After 16 years of neighborhood activism, the neighborhood and ESCO finally came to a happy agreement this week: ESCO is agreeing to cut its pollution by 20 percent over the next five years.

The details of the 80-page Good Neighbor Agreement were first reported in the Oregonian. This is a big deal, both for the neighbors who are worried about the air their kids are breathing at very nearby Chapman Elementary, and for all of Portland, which deals with the complications of industry being amid dense residential areas. While industries usually wait to change until the government forces them to, ESCO will spend $5 million upgrading its filtering system over the next five years, all of which goes beyond what environmental laws say they need to do.
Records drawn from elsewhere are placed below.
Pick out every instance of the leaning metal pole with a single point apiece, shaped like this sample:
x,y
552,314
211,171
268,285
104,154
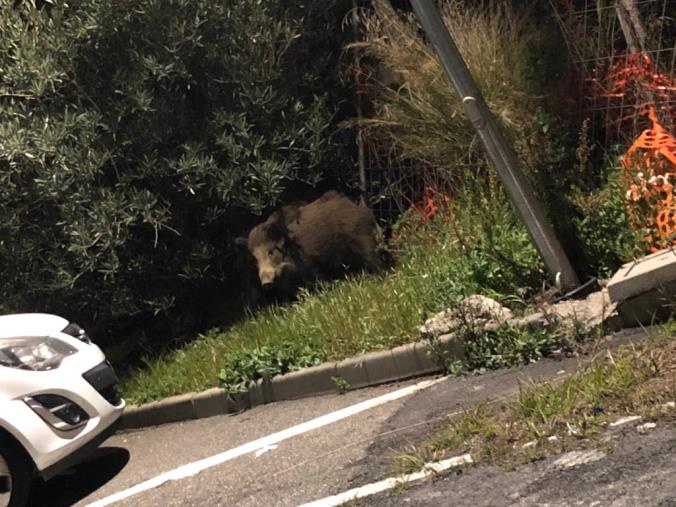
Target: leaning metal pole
x,y
499,150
"We couldn't understand why there were so many concerns, because when we looked at the data, we thought we were doing a good job," ESCO manager Ian Bingham told a meeting of over 100 people at Chapman School on Tuesday night. "But when we responded to complaints with an answer like, "We're in compliance," that answer wan't very satisfactory to neighbors... This is simply the most constructive path forward, both now and in the long term."

"This neighborhood sits as the poster child for urban density right next to old industrial development," said environmental lawyer Aubrey Baldwin. "The agreement is full of firsts, it's really a landmark moment in the history of how industry relates to its neighbors."

As part of the agreement, a neighborhood group will be able to check up on the installation of the pollution controls, ESCO will do a public release every quarter summarizing complaints about smells, and ESCO will be open for an annual public tour. In exchange, the neighborhood organizations have agreed not to challenge an upcoming ESCO permit renewal or sue ESCO for issues related to their emissions.

One of the largest activists behind the effort, Neighbors for Clean Air organizer Mary Peveto, notes that while she's happy with the agreement, every neighborhood shouldn't have to go through years to effort to get industries to evolve. ESCO is the fourth largest polluter in Portland, behind industry in North and Northeast Portland. "I think this should shine a glaring light on the deficiency of our regulatory framework for taking care of our public health concerns," says Peveto. "The amount of resources and the weight put on the community, not all communities are going to be able to pull this off."

Working with ESCO to create change took hundreds of hours of community time and resources—to do a job Peveto thinks the state should be handling. "Does this kind of method of addressing polluting hot spots really make sense? I think there's inherent issues of equity if we're saying this is the way we should address this."